Singer is likely to cut operating expenses in 2020. We expect Singer to cut down its advertising and other discretionary expenses to partially offset the dent in sales. However, we expect an increase in bad debt provisioning as more customers are likely to default due to loss in purchase power. Also, the delay in hire purchase instalment payment may suggest that the working capital requirement could remain higher compared to the level of sales.

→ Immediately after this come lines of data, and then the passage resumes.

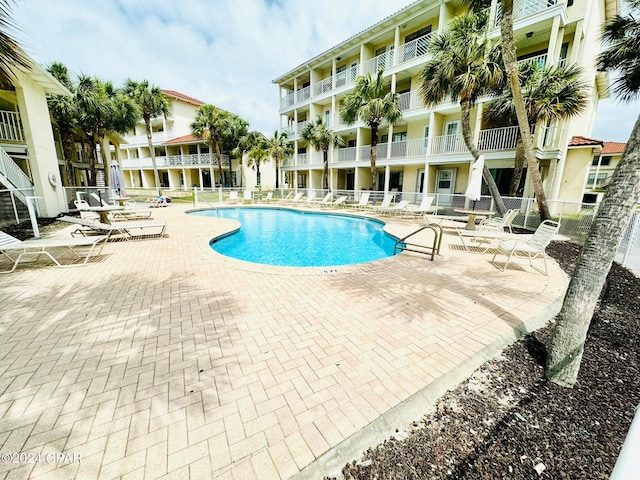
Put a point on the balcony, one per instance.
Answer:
(410, 101)
(526, 8)
(414, 49)
(380, 62)
(191, 160)
(156, 138)
(11, 127)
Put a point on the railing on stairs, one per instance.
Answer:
(12, 176)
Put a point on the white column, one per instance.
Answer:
(43, 159)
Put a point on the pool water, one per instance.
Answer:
(301, 239)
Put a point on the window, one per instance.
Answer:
(603, 161)
(593, 181)
(417, 34)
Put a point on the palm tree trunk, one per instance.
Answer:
(511, 66)
(486, 174)
(325, 169)
(518, 166)
(66, 139)
(219, 157)
(373, 155)
(156, 174)
(567, 343)
(105, 158)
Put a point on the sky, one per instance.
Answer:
(219, 51)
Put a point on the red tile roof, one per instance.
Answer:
(611, 148)
(191, 138)
(182, 96)
(579, 141)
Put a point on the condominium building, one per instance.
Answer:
(425, 152)
(183, 161)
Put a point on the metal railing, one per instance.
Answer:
(11, 126)
(414, 49)
(12, 175)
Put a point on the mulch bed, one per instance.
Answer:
(508, 422)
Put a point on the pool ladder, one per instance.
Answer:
(432, 250)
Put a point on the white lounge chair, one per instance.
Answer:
(500, 223)
(326, 200)
(43, 246)
(386, 203)
(363, 203)
(233, 197)
(423, 208)
(533, 248)
(296, 198)
(338, 203)
(123, 228)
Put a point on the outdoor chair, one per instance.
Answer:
(500, 223)
(43, 246)
(386, 203)
(363, 203)
(423, 208)
(532, 248)
(326, 200)
(92, 227)
(233, 197)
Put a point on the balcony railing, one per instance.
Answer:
(525, 8)
(414, 49)
(539, 59)
(345, 154)
(498, 139)
(11, 126)
(347, 77)
(448, 144)
(323, 86)
(157, 137)
(380, 62)
(303, 94)
(410, 101)
(191, 160)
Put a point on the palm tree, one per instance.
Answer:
(550, 94)
(510, 60)
(212, 124)
(622, 36)
(464, 67)
(279, 148)
(373, 103)
(64, 112)
(245, 143)
(319, 136)
(237, 129)
(11, 54)
(152, 103)
(258, 154)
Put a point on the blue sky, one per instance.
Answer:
(222, 52)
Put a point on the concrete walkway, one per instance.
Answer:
(164, 359)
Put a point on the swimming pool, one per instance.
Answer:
(284, 237)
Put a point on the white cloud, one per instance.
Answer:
(223, 52)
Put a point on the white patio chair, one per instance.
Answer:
(533, 248)
(43, 246)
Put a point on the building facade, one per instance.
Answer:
(29, 164)
(183, 161)
(425, 152)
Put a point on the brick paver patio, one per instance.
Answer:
(163, 359)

Keep an eye on Singer and wait until the repercussion of the pandemic is over. Bangladesh remains an under-penetrated market for consumer durable products. The penetration rates of such products are very low in the country – 2% for washing machines, 3% for air conditioners, and 20% for refrigerators. With the low penetration rate, our long term investment theme for Singer remains the same. Though we assume a 55% earnings decline in 2020, we also expect a subsequent recovery in 2021-22 (sales increasing towards 2019 level), and high growth period (20%+) in 2022 and 2023 as the economy revives.

Risks to our target price and recommendation. We assume that the dent in sales in 2020 will be followed by a recovery in 2021 as we assume that the Bangladesh economy will resume from the holiday in early June and the pandemic gets contained by 2020 with no second wave of the outbreak in 2020-21. Therefore our projection is sensitive to the actual nature of the pandemic and we will update our valuation as and when necessary.